Communicating with Senate

About 50,000 people just communicated to their Senators that they've had it with coal companies polluting policymaking, and polluting their communities.

With their names on the petition, we dropped off a copy of the latest Harvard study on true cost of coal to every Senator's office.

We visited the offices of Senators from states devastated by coal mining, such as John Rockefeller and Mitch McConnell who represent West Virginia and Kentucky, where hundreds of Appalachian peaks have been leveled.

We visited the offices of Senators like Lisa Murkowski (R-AK) and Jim Inhofe (R-OK) who take their cues from the polluter companies that paid for their election campaigns. We also dropped off the petition and Harvard study to Senators like Sherrod Brown (D-OH) who have been on the fence about whether carbon pollution from coal is dangerous enough to restrict now.

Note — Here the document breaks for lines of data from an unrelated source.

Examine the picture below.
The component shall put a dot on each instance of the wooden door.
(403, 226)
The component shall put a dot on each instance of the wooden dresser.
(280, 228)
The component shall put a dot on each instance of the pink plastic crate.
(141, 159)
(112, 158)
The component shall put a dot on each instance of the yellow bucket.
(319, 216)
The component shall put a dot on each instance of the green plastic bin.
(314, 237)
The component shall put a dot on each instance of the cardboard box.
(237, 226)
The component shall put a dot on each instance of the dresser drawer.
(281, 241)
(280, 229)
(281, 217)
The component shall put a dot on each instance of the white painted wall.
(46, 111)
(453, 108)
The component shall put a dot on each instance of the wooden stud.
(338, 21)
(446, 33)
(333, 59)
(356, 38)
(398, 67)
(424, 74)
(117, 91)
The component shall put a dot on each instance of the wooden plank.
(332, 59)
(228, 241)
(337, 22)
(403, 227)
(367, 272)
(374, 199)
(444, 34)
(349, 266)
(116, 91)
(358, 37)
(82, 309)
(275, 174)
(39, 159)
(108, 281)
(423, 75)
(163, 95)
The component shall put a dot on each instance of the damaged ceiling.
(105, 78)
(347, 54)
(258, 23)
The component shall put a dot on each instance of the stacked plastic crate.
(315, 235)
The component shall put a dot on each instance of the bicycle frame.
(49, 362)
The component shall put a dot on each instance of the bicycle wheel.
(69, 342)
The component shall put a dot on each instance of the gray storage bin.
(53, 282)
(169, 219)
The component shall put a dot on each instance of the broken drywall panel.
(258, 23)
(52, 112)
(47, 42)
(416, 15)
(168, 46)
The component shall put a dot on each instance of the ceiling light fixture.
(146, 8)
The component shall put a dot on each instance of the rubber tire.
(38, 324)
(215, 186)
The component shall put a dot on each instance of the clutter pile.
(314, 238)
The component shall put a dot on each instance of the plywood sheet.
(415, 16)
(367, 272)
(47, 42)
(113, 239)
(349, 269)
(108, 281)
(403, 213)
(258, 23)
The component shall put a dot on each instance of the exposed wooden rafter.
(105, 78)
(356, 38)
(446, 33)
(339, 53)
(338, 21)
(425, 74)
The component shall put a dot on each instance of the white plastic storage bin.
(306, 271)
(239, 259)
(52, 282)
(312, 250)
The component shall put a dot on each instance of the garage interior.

No Senator can honestly say that s/he doesn't know that coal may cost voters as much as $500,000,000,000 annually on top of the cost of electricity. Or that air pollution from burning coal kills up to 34,000 Americans every year.

For public health advocates this is going to be a busy two weeks of defense on Capitol Hill. We are faced with a government shut down on April 9th, when the 3-week budget extension expires. This affects anything the federal government funds, such as programs like Planned Parenthood, Food Stamps, and pretty much everything but national defense.

Leadership in both the House and Senate have vowed that the next budget bill will be good for several months at least. However, success means also defeating bills that may become riders being pushed by polluter-funded Senators and Representatives. Senate Majority Leader Harry Reid (D-NV) has promised votes this week on three such bills, all of which aim to keep EPA from doing its job to reduce pollution from coal.

Senator Inhofe wants to effectively abolish EPA as far as coal is concerned. If you know it was opposite day when he named it, Inhofe's CARE Act speaks for itself. Senator Rockefeller wants a two-year delay of restrictions on global warming pollution. He's pitching it as prudent, but the truth is that EPA is usually happy on its own to delay regulations.

EPA was told by the Supreme Court four years ago that the Clean Air Act obligates EPA to develop rules if greenhouse gas is deemed to endanger the public (as in causes catastrophic climate disruption). Rockefeller's bill to stall longer is really a foot in the door for a fossilized Congress to take back their vote on the Clean Air Act.